Der Kampf um Merkels Erbe wird noch nicht offen ausgetragen, aber die beiden potenziellen Nachfolger beschnuppern sich in der Sitzungspause auf dem Hotelbalkon wie junge Hunde. Laschet fragt Söder, warum er ihm nicht einfach offen sage, dass er Bundeskanzler werden wolle. Mit großer Geste weist es Söder von sich: Kanzler? Er? Niemals! In Bayern sei es viel zu schön. Sein Ehrgeiz liege allein darin, die CSU wieder groß zu machen. Als CSU-Vorsitzender könne er bundesweiten Ambitionen aber natürlich nicht öffentlich abschwören. Die Parteimitglieder erwarteten vom bayerischen Ministerpräsidenten nun mal, dass er mit der CDU auf Augenhöhe verhandele. Mehr sei da wirklich nicht dran.

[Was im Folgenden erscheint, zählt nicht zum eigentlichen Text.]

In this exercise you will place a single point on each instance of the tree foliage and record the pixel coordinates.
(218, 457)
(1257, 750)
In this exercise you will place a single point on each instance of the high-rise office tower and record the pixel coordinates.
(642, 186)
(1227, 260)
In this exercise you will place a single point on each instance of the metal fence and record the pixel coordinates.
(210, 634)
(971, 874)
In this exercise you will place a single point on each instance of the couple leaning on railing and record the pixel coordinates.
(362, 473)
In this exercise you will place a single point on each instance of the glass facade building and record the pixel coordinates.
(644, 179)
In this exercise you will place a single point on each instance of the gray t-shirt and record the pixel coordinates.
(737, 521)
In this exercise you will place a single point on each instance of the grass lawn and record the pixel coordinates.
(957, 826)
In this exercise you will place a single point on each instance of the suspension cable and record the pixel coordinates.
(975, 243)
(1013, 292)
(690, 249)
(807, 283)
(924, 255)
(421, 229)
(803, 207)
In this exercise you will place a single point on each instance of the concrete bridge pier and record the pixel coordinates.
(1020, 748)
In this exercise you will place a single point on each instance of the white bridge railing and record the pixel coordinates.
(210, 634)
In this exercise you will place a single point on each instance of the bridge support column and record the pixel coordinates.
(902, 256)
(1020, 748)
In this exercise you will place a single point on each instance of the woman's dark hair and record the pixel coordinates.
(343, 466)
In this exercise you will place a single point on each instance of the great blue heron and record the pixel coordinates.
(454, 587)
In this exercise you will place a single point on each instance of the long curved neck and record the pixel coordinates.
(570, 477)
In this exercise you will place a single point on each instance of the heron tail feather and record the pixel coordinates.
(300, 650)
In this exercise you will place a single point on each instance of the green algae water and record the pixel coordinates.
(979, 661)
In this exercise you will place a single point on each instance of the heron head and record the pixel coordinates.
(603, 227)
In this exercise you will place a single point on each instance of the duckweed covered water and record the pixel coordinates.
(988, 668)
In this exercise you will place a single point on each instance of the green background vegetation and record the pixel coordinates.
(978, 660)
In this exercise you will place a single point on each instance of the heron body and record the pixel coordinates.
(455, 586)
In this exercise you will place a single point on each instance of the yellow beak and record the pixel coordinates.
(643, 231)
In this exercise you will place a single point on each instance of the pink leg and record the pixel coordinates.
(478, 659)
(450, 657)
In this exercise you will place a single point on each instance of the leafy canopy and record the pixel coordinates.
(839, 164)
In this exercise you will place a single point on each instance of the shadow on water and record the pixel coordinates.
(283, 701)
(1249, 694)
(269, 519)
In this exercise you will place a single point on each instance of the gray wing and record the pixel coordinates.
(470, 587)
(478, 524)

Dann kontert Söder: Aber er, Laschet, könne doch einfach bekennen, dass er Bundeskanzler werden wolle. Woraufhin Laschet alles abstreitet: Kanzler? Auf keinen Fall! Nordrhein-Westfalen liege ihm sehr am Herzen. Seine Aufgabe, das Land voranzubringen, habe er doch gerade erst begonnen. Ihn ziehe es überhaupt nicht nach Berlin. Offen sagen könne er das leider nicht, denn die Landeskinder an Rhein und Ruhr erwarteten doch, dass der Ministerpräsident des größten Bundeslandes als kanzlerfähig gelte. Mehr sei da wirklich nicht dran.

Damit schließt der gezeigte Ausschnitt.